Accounts of a lavish meal at a 1951 Explorer's Club gala say those there dined on prehistoric meats like woolly mammoth that had been long preserved in a glacier, the Associated Press says. The menu, meanwhile, said the meat served was giant sloth, the AP notes.
However, a DNA analysis of meat from the meal — sent to a member who couldn't make the party and that wound up in a museum — has found it was neither of those.
"I'm sure people wanted to believe it. They had no idea that many years later a PhD student would come along and figure this out with DNA sequencing techniques," Yale's Jessica Glass tells the AP.
She and her colleagues report in PLOS One this week that the mystery meat was actually green sea turtle. They sequenced part of the mitochondrial cytochrome-b gene and compared it to those in GenBank to find close matches with Chelonia mydas, or green sea turtle.

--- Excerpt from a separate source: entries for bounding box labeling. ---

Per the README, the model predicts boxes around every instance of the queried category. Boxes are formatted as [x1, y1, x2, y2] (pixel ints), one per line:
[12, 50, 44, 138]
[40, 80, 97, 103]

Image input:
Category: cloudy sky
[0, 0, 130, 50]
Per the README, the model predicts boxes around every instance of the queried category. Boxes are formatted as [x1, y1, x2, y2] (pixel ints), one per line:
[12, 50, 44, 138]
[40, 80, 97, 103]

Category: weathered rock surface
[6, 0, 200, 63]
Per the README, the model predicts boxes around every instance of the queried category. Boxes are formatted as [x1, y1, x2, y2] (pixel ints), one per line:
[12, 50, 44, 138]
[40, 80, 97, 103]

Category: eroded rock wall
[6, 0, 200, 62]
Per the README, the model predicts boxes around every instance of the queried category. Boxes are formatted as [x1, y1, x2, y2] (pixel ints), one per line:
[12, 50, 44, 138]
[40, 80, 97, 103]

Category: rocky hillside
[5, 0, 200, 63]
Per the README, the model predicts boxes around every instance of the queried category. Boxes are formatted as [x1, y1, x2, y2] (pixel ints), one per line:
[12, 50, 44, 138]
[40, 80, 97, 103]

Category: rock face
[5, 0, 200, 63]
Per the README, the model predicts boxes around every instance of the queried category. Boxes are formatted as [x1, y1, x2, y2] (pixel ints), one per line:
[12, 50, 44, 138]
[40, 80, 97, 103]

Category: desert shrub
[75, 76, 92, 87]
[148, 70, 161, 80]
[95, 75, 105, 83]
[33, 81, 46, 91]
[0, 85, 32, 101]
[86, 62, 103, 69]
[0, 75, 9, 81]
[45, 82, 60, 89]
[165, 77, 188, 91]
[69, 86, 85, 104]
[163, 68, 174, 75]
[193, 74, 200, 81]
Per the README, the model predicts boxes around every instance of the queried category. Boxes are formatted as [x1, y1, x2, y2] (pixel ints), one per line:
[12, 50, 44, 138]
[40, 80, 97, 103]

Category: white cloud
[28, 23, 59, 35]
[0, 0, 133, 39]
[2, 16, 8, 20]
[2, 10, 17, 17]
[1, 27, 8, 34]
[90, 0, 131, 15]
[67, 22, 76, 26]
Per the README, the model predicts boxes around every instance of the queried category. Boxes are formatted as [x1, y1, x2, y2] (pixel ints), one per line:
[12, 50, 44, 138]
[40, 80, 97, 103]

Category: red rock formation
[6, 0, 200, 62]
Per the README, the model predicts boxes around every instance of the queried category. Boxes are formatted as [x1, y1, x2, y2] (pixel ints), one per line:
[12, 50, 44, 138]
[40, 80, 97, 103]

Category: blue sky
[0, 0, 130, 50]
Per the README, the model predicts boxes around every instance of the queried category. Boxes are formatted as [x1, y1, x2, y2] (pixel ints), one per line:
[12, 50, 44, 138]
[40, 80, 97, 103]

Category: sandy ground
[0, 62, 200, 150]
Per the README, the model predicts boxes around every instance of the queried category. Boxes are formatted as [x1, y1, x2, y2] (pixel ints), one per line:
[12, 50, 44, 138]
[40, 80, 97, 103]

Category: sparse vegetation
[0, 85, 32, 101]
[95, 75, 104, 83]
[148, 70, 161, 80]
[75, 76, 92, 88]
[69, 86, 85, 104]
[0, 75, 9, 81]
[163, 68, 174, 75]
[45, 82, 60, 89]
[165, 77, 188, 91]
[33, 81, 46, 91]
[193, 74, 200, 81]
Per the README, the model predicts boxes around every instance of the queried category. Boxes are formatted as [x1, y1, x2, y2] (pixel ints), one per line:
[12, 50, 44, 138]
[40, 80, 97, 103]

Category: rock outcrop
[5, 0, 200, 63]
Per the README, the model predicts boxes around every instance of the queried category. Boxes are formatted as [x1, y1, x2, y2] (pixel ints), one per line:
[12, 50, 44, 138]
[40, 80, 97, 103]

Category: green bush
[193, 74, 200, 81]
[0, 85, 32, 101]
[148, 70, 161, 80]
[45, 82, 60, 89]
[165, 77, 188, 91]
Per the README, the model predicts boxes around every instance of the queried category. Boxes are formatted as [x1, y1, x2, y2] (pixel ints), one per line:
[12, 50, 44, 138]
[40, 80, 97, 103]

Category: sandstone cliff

"Our archival research suggests that the prehistoric meat served at the 1951 ECAD was a jocular publicity stunt that mistakenly wound its way into fact," the researchers write in the paper.
The Explorer's Club says it is satisfied with the outcome of the study, which it funded. "The mindset 65 years ago and today has dramatically changed and what was obviously a unique event decades ago, has given way to a determined effort to introduce people to the foods that can sustain mankind well into the future," Will Roseman, its executive director, says.